AI and Retinal Disease: More Approaches Keep Emerging
Artificial intelligence (AI) is making waves in diagnosing retinal disease. Computers with this technology can be quicker and less expensive than a doctor, but can they be trusted to get it right?
New AI methodologies that aim to answer this question seem to be emerging weekly. Just a few weeks ago, OIS Weekly reported on two entries in the AI diagnosis field, one from IDx, and one from a team at Moorfields Eye Hospital in London, using Google DeepMind. Both have made significant strides in developing systems that may help relieve doctors of the repetition of viewing scans. Since then, more reports have been published about using AI in diagnosing retinal disease.
Machine Versus MD
Now, Lily Peng, MD, PhD, and colleagues at Google Research in California are working to make their system even better, by adding the input of retina specialists into the software. They say, in an article published online in the journal Ophthalmology, that this addition improved the software so that its accuracy in diagnosing diabetic retinopathy was roughly equal to that of retina specialists participating in the study.1 The research team also involves investigators from Palo Alto Medical Foundation in California, and Oregon Eye Consultants in Eugene. Dr. Peng and colleagues previously reported on AI in diabetic retinopathy in the Journal of the American Medical Association.2
Previously, Dr. Peng and her team fed thousands of retinal scans into neural networks, so computers could learn how to find early warning signs of retinopathy. To improve on what was already done, Dr. Peng’s team compared the computer’s findings with manual grading performed by three general ophthalmologists and three retina specialists. Incorporating that grading ultimately improved the accuracy of the software. “We believe this work provides a basis for further research and raises the bar for reference standards in the field of applying machine learning to medicine,” Dr. Peng says in a press release from the American Academy of Ophthalmology.
Using Transfer Learning
Another approach comes from researchers at the Shiley Eye Institute at UC San Diego Health and University of California San Diego School of Medicine, and their colleagues in Texas, China, and Germany, who have also developed software for detection of retinal disorders.

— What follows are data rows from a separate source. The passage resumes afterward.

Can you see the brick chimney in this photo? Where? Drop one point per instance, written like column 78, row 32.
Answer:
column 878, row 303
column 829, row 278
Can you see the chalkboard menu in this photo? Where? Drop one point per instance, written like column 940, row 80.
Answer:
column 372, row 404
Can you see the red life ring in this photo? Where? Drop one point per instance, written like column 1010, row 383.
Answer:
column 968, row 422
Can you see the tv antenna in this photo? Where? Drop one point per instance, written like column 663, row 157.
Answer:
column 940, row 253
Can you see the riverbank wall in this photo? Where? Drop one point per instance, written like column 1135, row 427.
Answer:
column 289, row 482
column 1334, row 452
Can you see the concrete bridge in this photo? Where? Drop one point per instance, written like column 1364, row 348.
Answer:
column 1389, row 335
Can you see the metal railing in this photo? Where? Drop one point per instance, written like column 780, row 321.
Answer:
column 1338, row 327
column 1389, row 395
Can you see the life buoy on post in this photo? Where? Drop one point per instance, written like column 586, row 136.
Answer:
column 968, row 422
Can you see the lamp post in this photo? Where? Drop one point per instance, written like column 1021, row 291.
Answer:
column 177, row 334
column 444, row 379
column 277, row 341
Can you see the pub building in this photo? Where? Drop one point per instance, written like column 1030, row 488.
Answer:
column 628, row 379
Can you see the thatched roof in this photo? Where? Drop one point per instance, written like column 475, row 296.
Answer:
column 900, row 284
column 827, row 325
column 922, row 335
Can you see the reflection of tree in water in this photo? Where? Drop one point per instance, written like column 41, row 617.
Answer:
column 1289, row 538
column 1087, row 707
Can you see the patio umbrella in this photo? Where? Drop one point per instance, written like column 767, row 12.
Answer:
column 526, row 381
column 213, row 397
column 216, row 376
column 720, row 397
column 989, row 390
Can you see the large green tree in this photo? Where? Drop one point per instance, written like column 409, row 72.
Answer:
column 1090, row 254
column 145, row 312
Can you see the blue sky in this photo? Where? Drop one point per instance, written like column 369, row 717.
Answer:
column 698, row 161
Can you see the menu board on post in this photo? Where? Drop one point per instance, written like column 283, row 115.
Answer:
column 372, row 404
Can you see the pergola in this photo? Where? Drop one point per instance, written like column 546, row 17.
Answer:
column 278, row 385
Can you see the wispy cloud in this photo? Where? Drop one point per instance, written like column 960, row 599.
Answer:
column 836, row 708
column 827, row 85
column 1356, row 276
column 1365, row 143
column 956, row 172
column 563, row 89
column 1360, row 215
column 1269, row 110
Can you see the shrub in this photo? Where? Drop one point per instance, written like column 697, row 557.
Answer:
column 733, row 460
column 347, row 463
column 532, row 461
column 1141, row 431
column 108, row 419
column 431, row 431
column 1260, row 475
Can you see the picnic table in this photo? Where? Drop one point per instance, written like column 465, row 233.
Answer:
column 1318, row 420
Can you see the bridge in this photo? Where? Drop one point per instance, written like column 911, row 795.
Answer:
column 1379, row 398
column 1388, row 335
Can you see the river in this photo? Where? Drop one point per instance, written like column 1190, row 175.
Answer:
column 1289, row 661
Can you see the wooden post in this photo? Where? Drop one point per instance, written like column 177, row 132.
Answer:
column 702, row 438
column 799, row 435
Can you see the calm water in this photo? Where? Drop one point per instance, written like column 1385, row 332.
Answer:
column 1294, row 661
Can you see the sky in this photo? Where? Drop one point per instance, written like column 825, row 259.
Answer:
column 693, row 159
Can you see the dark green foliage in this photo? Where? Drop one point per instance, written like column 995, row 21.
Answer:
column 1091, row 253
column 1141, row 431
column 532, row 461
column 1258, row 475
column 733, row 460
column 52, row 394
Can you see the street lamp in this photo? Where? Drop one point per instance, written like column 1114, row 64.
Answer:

Current AI systems require the feeding of thousands of scans into a system. Those scans “teach” the computer what to look for. For this software, the researchers, led by Kang Zhang, MD, PhD, professor of ophthalmology at the Shiley Eye Institute and founding director of the Institute for Genomic Medicine at UC San Diego School of Medicine, used transfer learning, in which the computer can apply what it has previously learned to find slight differences between seemingly similar problems. This enables the AI system to learn more efficiently with fewer scans.
The Shiley Eye Institute researchers also employed occlusion testing, which allows them to understand more about what the computer is looking at to make decisions. “Machine learning is often like a black box where we don’t know exactly what is happening,” Dr. Zhang says. “With occlusion testing, the computer can tell us where it is looking in an image to arrive at a diagnosis, so we can figure out why the system got the result it did. This makes the system more transparent and increases our trust in the diagnosis.”
Dr. Zhang and colleagues published a study in the journal Cell that focused on macular degeneration and diabetic macular edema.3 Their analysis compared the diagnoses from the computer with those from five ophthalmologists who reviewed the same scans. The computer also made referral and treatment recommendations.
The authors say that with simple training, the machine performed similarly to a well-trained ophthalmologist, and could generate a decision within 30 seconds on whether or not the patient should be referred for treatment, with more than 95% percent accuracy.
Computers and artificial intelligence will never replace doctors for reading scans and understanding how to diagnose disease. But if the machines can do a good job for routine cases, that leaves more time for doctors to do the tough ones.
For questions about this article, please contact Steve Lenier at Steve@stevelenier.com.
REFERENCES
- Krause J, Gulshan V, Rahimy E, et al. Grader variability and the importance of reference standards for evaluating machine learning models for diabetic retinopathy. Ophthalmology. Published online March 2, 2018. pii: S0161-6420(17)32698-2. doi: 10.1016/j.ophtha.2018.01.034.
- Gulshan V, Peng L, Coram M, et al. Development and validation of a deep learning algorithm for detection of diabetic retinopathy in retinal fundus photographs. JAMA. 2016;316:2402-2410.
- Kermany DS, Goldbaum M, Cai W, et al. Identifying medical diagnoses and treatable diseases by image-based deep learning. Cell. 2018;172:1122-1131.